Booker: Millennials aren’t the only demographic that’s shifting. I spoke with Eva Longoria recently about the Empowering Latinas initiative, a collaboration with Century 21.
Miedler: Yes, an important partnership. At 66.3%, Latinos have a higher labor force participation rate than the U.S. overall average, which is 60.9%. About 47% of Latinos own homes. That equates to 63% of total homeownership gains in the last decade. We have to think about how much they mean to our GDP in the coming years. Real estate as a whole is roughly 20% of our GDP. Anything that’s good for housing is good for the U.S. economy. And that’s just the business side. We’re in a position to do a whole lot of good for communities. We can deliver home ownership dreams and at the same time help build careers when people in the communities learn how to operate as real estate professionals.
Booker: What advice would you give young professionals, whether in real estate or otherwise?
Miedler: Align yourself with a leader or a company that has the vision for what you’re trying to accomplish and get a foot in the door. That’s why I love what Eva and her foundation are doing. To be successful, it helps to be confident. In this partnership we have mentors who teach you the ropes, push you along and lock arms with you. When you associate yourself with the right leadership, the right company and with a good training program that’s half the battle in business. We’re providing 21 scholarships for Latinas in L.A. to get their real estate license. We’re also supporting Eva’s high school mentorship program which helps students get ready for college, connects young Latinas with professionals, there’s a confidence-building curriculum. It aligns so well with how we think about developing people as a strategy.
Booker: What’s the thinking behind Century 21’s people development strategy?
Miedler: We just rolled out a coaching program with Dr. Julie Gurner who is an expert coach and Phil Simms, the former New York Giants MVP Superbowl quarterback. The very best athletes and businesspeople have coaches pushing them, holding them accountable, showing them how to get better. Having somebody push you out of your comfort zone is always a positive. Most of that is the mindset for what success looks like. Look at the New England Patriots. Love them or hate them, and I’m not a Patriots fan, but year in year out, they find a way to win because they have one of the best coaches. He has the same things to work with as the other coaches—same number of players, same scouting reports, same equipment. But because of how he develops the team and their mindset, they continue to be winners. That’s what a strong coach or mentor can do. It’s why I believe wholeheartedly in the Empowering Latinas partnership. With the right support, whether the young women are in high school or becoming first-time entrepreneurs, giving them the mindset and the playbook can absolutely increase their ability to succeed.
Booker: You place a lot of value on giving back. How do you choose where to focus when giving back?
Miedler: Going back to the start of our conversation—think about communities. We just had California fires again and Century 21 employees are out their providing a place for people to get electricity, get Wi-Fi, charge their phones.
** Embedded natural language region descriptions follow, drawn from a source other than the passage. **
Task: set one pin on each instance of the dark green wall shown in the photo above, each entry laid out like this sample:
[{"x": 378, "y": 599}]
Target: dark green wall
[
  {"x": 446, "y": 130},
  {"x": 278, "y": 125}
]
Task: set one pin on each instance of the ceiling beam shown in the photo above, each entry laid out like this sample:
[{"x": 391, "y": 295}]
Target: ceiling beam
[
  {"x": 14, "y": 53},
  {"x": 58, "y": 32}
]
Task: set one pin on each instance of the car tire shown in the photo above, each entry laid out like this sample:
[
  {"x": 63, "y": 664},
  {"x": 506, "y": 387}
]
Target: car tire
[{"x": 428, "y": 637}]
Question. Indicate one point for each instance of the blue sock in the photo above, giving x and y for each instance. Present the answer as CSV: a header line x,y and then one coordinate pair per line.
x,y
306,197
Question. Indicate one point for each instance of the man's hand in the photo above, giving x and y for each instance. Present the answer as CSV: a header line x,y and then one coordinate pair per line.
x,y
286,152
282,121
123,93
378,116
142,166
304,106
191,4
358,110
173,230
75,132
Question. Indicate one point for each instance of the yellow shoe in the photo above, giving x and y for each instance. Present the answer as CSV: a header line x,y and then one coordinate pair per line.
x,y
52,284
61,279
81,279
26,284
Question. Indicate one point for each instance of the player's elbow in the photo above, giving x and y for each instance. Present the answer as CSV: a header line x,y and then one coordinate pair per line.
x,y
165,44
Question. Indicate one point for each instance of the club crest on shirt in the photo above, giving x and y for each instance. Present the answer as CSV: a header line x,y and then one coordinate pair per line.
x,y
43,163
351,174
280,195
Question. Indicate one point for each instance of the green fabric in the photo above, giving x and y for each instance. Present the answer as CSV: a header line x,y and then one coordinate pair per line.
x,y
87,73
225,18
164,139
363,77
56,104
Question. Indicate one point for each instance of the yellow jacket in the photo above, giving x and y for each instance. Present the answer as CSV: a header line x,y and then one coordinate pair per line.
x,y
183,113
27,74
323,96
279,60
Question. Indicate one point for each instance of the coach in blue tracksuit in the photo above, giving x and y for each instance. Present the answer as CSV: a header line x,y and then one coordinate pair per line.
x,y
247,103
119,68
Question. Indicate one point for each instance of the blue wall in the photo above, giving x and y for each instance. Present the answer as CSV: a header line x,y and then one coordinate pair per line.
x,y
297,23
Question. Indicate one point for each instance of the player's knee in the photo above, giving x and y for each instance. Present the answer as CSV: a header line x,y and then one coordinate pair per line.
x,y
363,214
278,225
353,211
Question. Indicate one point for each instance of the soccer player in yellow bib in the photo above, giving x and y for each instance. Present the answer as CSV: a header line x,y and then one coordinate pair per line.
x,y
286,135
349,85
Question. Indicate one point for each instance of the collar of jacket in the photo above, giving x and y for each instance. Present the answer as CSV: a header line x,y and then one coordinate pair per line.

Not because it’s good for business, but because they are part of the community. We should look at communities that need support. For 40 plus years Century 21 has had a philanthropic relationship with Easterseals, which provides disability services to families in need. We’ve given over $121 million to them. Whatever you do for a living, give to communities that have less than yours. Look locally. Think about communities. That’s not just good from a business perspective, but good for your soul.
The conversation has been edited and condensed for clarity.